空いているコップを手に取り水を注いでいると、ふと視線を感じて目を上げた。キャリーの向かい側に座っている上級兵士が、食事の手を止め、じっとキャリーを見ていた。
確かそれは先ほどジミーに紹介された、オリビエ・マーキンソンという名前の上級兵士だった。
凝視されている理由が分からず、キャリーは戸惑いながら彼を見返す。それで我に返ったのか、オリビエは「あぁ、失礼」と謝った。
「いえ…」
キャリーはそう応えて、またコップに目を戻す。2人のやりとりに、キャリーの傍に座っていた兵士が振り返った。彼にまでじっと観察され、キャリーは居心地の悪さを感じながらコップをテーブルに戻した。
「あぁ、確かに似てる…」
兵士が納得した様子で呟く。キャリーは目を瞬いて彼を見返した。
「え…」
オリビエは兵士の言葉に苦笑する。
「”確かに”って何だよ」
「やだなぁ、そう思って見てたんでしょ?隊長が女の子に興味持つ理由、他に考えられないじゃないですか!」
「うるさい、黙って食ってろ!」
兵士は楽しそうに笑い声を上げた。恐らくは上司と部下の関係なのだろうが、気安い間柄のようだ。彼等の言葉の意味にふと思い至り、キャリーは「あのぉ…」と口を挟んだ。

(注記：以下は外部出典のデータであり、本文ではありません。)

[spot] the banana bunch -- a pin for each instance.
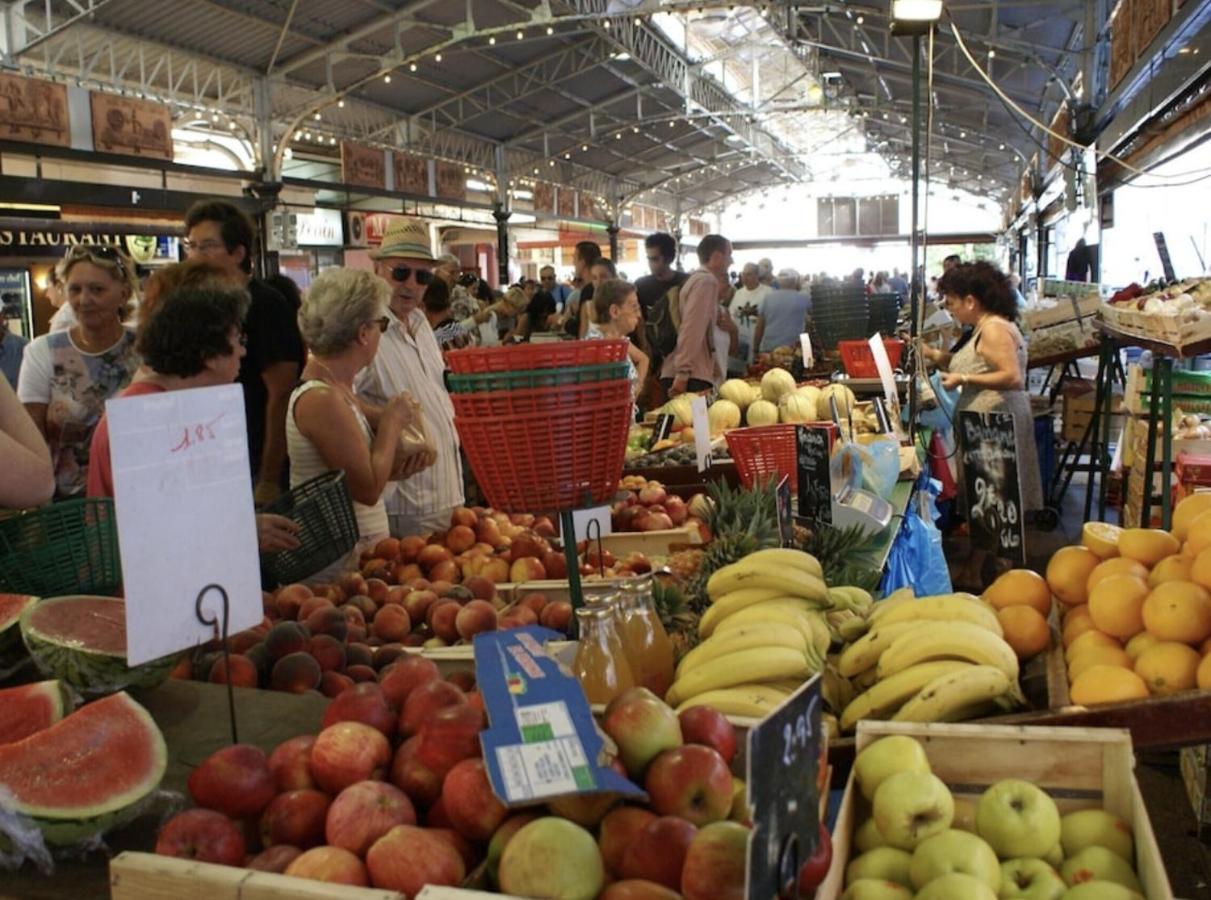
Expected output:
(934, 659)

「もしかして姉のこと言ってます?私、ローラ・ワイルダーの妹なんですけど」
王都から来た兵士達ということで、ローラのことは当然知っているだろうと思えた。それは正解だったようで、2人とも驚いたように目を丸くした。
「妹か!!似てるわけだっ!」
兵士がどこか嬉しそうに声を上げる。そして改めてオリビエに向き直った。
「妹ですってよ、隊長」
「聞こえてるよ」
周りに座っていた兵士達も、一斉にキャリーに注目した。
「妹さん?」
「あぁーほんとだ!似てる似てる!」
皆が口々に騒ぎ始める。ローラが思いのほか有名なことに驚きつつ、キャリーはぺこりと頭を下げた。
「あの…姉がいつもお世話になってます」
「いえいえ、それは俺たちの台詞で!」
「え、ローラの妹さんがなんでここに??」
「何歳ですかー??」
兵士達に次々と声をかけられ、キャリーはたじろぎつつ質問に答える。レイシーもアニーも、驚いた様子でこちらを窺っていた。
そして真っ赤になるキャリーを見ながら、オリビエはその顔に穏やかな微笑みを浮かべていた。